Enter the Wizards Tower
This summer afternoon wasn't the first time we played, but it was the first where both my oldest daughter and wife played together. Hero Kids is a pretty simple system made up of a few minor stats, some character special rules, and really easy to consume character sheets.
In Hero Kids you will only ever use up to three six-sided dice depending on how good you are at something. You roll and pick the highest dice out of all the dice you've rolled to represent your skill check or contest roll.
Wizards Tower, written and mapped by the games creator, is an adventure module much like many other adventure modules in the Hero Kids system. Each module provides a series of encounters, maps for those encounters, and monster sheets and paper miniatures to populate your table. This visual element that Hero Kids provides really helped the oldest visualize each scene as it played out.
Color me Impressed
Both sessions that we've played have started with a coloring book pre-play. My daughter selects a character and quickly gets to coloring in the character sheet and miniatures with colored pencils. She loves to color and this has been a great way to get her to the table and calm her down before diving in to play.
My wife is also an avid "colorer" and seemed to enjoy our pre-game coloring routine. After about 15 minutes of refined coloring and childish scribbling we were off to Hero Kids' setting, the Bracken Vale.
What I enjoy about the Hero Kids modules is that they advertise the time to play right up front. Wizards Tower is advertised as a 45 to 60 minute session and most of the modules I've surveyed run in a similar time. Young kids have limited attention spans and don't have the same patience for a 3-4 hour session as I do.
Some highlights from this session without giving away any spoilers:
- It was great to see my wife and daughter cooperate and roleplay together. This was actually my wife's first RPG.
- My wife was having an awful time with the rolls. The dice gods did not favor her that afternoon.
- My daughter surprised me by thinking outside the box for the first time! It involved using her arrows to scale the tower with the highest possible roll of 6!
- My daughter loved the images of the constructs and promptly named them "bucketheads"
- The final boss battle is when my wife's dice started heating up. She triggered her special ability that froze the final boss in place and worked together to make quick work of the last encounter.
Our time with Wizards Tower was well spent. The session ran a little longer than we all would have liked but the flexibility of the system allowed me to reduce the difficulty of some of the final encounters to speed up play time. My wife was a good sport and played along even though she as a non-kid gamer was limited by the choices she could make when faced with the encounters.

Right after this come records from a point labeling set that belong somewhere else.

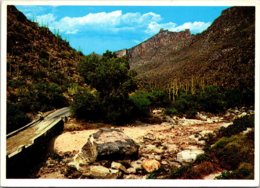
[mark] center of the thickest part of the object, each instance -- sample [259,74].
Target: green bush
[86,106]
[171,111]
[113,81]
[233,150]
[244,171]
[143,101]
[46,96]
[16,118]
[239,125]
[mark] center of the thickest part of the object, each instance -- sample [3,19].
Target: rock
[242,114]
[201,116]
[188,156]
[106,144]
[137,165]
[225,125]
[149,136]
[164,162]
[157,157]
[170,147]
[131,170]
[171,120]
[247,131]
[100,172]
[152,149]
[151,165]
[133,176]
[118,166]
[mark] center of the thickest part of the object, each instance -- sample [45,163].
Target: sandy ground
[75,140]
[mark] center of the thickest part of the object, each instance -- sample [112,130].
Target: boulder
[118,166]
[106,144]
[101,172]
[188,156]
[151,165]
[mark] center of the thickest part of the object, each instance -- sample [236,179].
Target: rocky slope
[174,143]
[34,53]
[41,69]
[222,55]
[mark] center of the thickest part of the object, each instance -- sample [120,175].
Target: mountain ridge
[221,55]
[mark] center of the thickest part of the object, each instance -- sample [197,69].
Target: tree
[111,77]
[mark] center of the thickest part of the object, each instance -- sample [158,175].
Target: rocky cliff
[160,44]
[41,69]
[222,55]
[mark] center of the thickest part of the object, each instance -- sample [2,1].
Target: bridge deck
[26,137]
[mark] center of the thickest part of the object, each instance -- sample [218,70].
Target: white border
[126,183]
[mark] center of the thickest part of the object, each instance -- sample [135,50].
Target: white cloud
[46,19]
[116,21]
[195,27]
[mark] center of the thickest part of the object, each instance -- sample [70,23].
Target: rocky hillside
[222,55]
[41,68]
[156,47]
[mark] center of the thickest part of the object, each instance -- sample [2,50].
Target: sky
[100,28]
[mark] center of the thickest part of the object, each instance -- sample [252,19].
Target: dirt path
[157,141]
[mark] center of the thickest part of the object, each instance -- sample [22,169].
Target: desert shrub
[143,101]
[179,172]
[85,106]
[244,171]
[211,99]
[16,118]
[171,111]
[231,151]
[200,170]
[239,125]
[46,96]
[113,81]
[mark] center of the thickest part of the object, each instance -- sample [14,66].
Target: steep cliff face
[159,45]
[34,53]
[41,69]
[222,55]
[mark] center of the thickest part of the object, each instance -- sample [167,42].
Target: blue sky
[100,28]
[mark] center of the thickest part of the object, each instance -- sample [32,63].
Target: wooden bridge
[26,136]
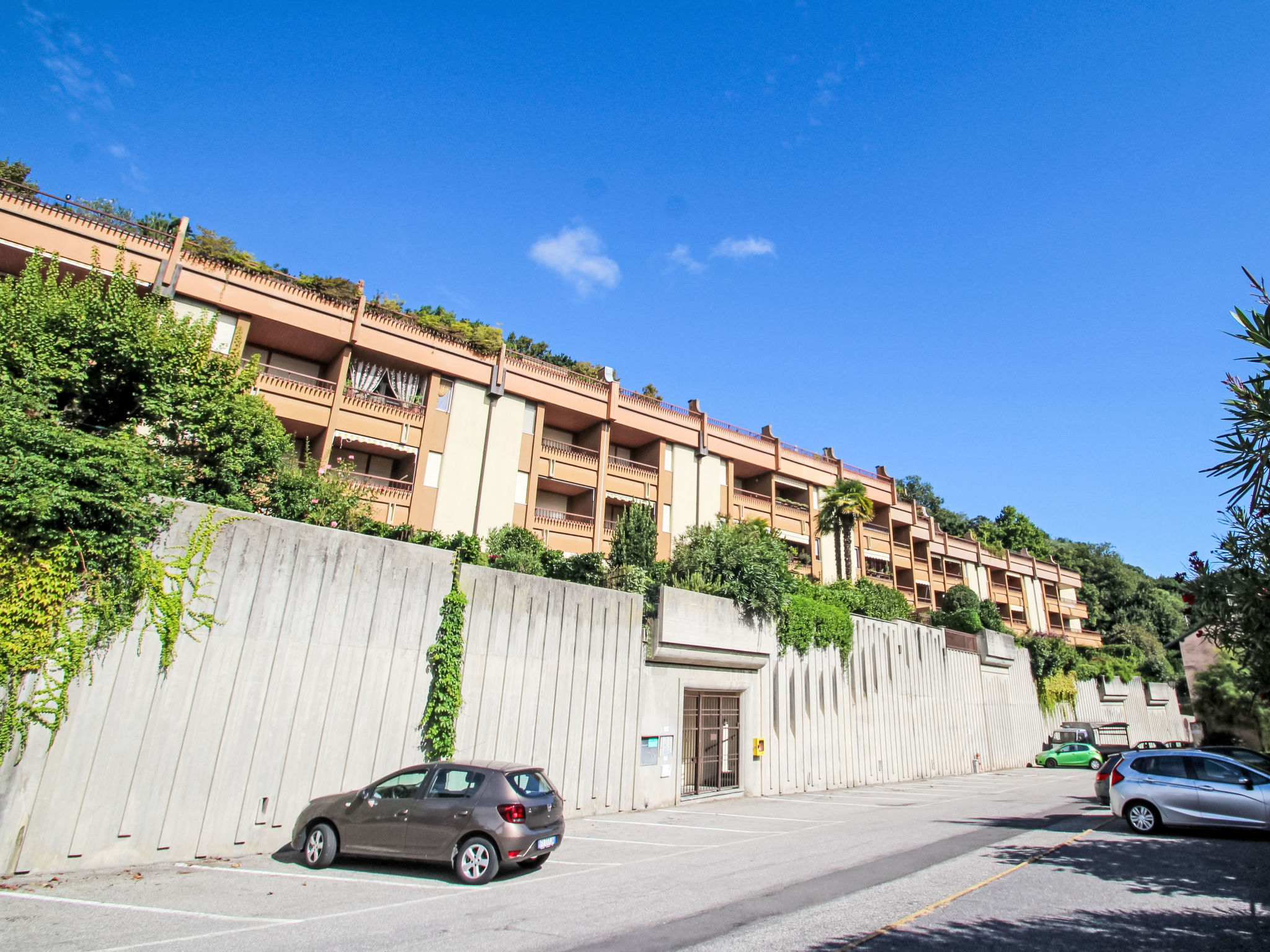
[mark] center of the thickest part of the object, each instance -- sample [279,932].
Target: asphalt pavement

Ultimately this is a game you play with the kids, for the kids. Dungeon World's GM advice says to be a "Champion of the Players" and in Hero Kids it's one of the most important mantras you can bring to the table.
Pick up Wizards Tower if:
- You have already played Basement o' Rats, the game's introductory adventure and are looking for more!
- You're looking for a quick hero kids adventure for a kid on the lower end of the games recommended age spectrum (Age 4-7)
- You want some variety in your adventure. The Hero Kids system can limit your options at times but Wizards Tower provided some good paths for progression through the session.